Our morning bus ride across the causeway to the skiffs was a combined pre-fish strategy session and pep talk. Flies are exchanged, leader length and size are popular topics. And, thanks to the staff we are well fed and well stocked with customized lunches and drinks…. ready to fish.
As with many highly anticipated trips our first day on the water was less than disappointing. Heavy low clouds and twenty knot plus winds drove the tarpon out of the shallows and the bonefish and permit were impossible to see. Only the richness of the habitat buoyed our spirits on the silent ride home.
Day two the sun came out, the wind persisted and the bones appeared. Rafeal led us on a white sand ocean beach wade where for three hours we took shot after shot at cruising groups of five and six pound fish with the occasional ten or twelve pound monster riding the tide of the swash channel, staying just out of reach. Between photo ops I landed three and Sean and Dave released another seven. .
Now the bus ride became a beer and brag fest with everyone pleased with the fishing and the secluded paradise. We thrilled at the absence of boats, planes or any sounds other than birds, the surf and the whispered accented commands of the guide as he spots fish and maneuvers the skiff for your shot. “
“Eleven o’clock ….twenty meters.” You quickly do the math and adjust accordingly.
Evenings at the lodge are filled with dinner banter, rough edged chides accompany a rich banquet of lobster and ropa veija – translated into something like shredded old clothes. Fresh salad and fruit and a flan dessert stops the conversation temporarily. A fine local trio of young guitarist entertains us, music is everywhere in Cuba. Everyone is surprised when the boys break into a rendition of Hotel California in English. This old Eagle’s hit is mysteriously well known across the island.
Next morning finds Richard and Sean at the zone map with our El Hefe, Boris as he points out where fish have been spotted and caught. Avalon is meticulous in recording each day’s action, regardless of species. This system proves invaluable in tracking the health of the area and is instrumental in guide training.
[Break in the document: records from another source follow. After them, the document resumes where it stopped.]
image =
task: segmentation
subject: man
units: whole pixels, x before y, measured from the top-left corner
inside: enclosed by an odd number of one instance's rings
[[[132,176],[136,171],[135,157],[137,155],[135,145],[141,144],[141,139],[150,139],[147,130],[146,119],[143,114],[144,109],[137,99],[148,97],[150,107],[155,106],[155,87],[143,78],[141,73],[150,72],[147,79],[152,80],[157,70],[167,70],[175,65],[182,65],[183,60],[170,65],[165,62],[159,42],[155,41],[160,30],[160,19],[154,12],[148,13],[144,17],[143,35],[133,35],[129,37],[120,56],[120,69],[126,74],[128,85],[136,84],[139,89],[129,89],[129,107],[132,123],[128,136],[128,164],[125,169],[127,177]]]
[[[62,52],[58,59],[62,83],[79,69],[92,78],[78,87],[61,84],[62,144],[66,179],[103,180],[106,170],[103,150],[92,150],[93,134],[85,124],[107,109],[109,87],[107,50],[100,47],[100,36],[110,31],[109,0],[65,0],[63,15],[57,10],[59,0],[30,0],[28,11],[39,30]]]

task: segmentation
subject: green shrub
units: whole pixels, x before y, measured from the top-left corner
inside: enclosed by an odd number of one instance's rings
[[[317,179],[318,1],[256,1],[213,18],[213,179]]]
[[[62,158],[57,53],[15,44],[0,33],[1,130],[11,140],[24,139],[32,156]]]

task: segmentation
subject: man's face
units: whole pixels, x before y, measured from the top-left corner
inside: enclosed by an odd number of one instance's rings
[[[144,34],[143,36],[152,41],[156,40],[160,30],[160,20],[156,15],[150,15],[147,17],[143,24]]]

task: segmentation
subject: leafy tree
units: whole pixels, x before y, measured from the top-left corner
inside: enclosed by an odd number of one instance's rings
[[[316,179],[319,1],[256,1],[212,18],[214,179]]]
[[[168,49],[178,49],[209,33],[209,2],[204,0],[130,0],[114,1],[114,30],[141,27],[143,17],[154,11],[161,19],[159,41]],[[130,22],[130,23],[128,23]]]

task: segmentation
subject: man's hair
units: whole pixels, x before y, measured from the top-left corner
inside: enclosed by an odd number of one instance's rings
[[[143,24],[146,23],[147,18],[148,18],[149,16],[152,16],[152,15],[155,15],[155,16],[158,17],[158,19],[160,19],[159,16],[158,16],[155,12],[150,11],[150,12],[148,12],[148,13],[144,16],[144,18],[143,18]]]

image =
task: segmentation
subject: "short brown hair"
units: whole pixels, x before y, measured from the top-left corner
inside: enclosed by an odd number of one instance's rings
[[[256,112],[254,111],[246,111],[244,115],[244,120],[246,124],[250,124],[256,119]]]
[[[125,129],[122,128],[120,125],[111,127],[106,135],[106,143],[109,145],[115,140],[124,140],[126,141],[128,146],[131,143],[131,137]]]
Boris informed us another group of anglers on the liveaboard (another option) have recorded two flats slams so our people need to get motivated if we were to win the week.
Sean is anxious to take advantage of the great reef fishing and diving a half mile offshore. Although the reef is an option in good weather, the wind and the surf were too rough for skiffs.
In three days of fishing and photos I landed three very nice bonefish and lost a dozen more, had multitude permit shots in some pretty windy conditions. I saw more muttons on the flata, than in a dozen years of guiding in Key West.